Don’t assume anything. There’s nothing worse than a dentist diagnosing a patient through their pocketbook. The only way a practitioner can find out what motivates patients is to ask questions, show empathy, and create a treatment plan that accommodates their needs. Sometimes you need to acknowledge a regional issue. Many of our dentists who have experienced regional and economic downturns have sent state-of-the-nation letters as a proactive marketing tool. These letters assure patients that even in uncertain times, their dental office will deliver the best care and address economic obstacles by offering flexible financial arrangements. Your relationship with your patients is your strongest goodwill. Patients who trust you will always rise above financial concerns to achieve optimal oral health. 

3. Adapt your systems

Some dentistry can be completely discretionary (i.e., cosmetic dentistry).

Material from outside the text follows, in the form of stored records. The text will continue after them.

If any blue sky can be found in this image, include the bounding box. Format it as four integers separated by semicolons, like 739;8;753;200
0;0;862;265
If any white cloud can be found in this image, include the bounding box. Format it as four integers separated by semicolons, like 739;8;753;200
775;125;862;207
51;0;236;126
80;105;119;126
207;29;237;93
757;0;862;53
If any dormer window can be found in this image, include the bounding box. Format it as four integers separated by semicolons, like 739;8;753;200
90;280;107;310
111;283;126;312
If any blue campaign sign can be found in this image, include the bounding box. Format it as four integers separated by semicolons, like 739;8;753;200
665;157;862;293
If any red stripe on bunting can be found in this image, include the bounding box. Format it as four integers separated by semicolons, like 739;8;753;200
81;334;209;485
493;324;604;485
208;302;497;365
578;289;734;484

In an unstable environment, patients may say maybe to discretionary care, but yes to functional or basic oral health necessities. Instead of targeting 12 full-mouth reconstructions per year, a practice may need to do two dozen $3,000 to $5,000 cases instead. A flexible dentist may need to change their marketing, new-patient screening, new-patient process, or treatment presentation for existing patients to address the concerns of the day. Financial arrangements may need to become more flexible, and insurance processes may need to become more efficient. All should be addressed proactively versus reactively. 

4. Stay the course 

The good news for dentists is that while other businesses can truly fail when the economy shifts, dentists can flourish and prosper if they do the right things for the right patients. A bad month does not automatically mean a bad year. If three patients say no, this doesn’t mean that the fourth patient will also say no. If they’ve worked before, your goals and strategies can work again. So don’t hit the panic button; re-engage with your business proactively and respond to outside influences and you can be successful and never fear the word "recession" again.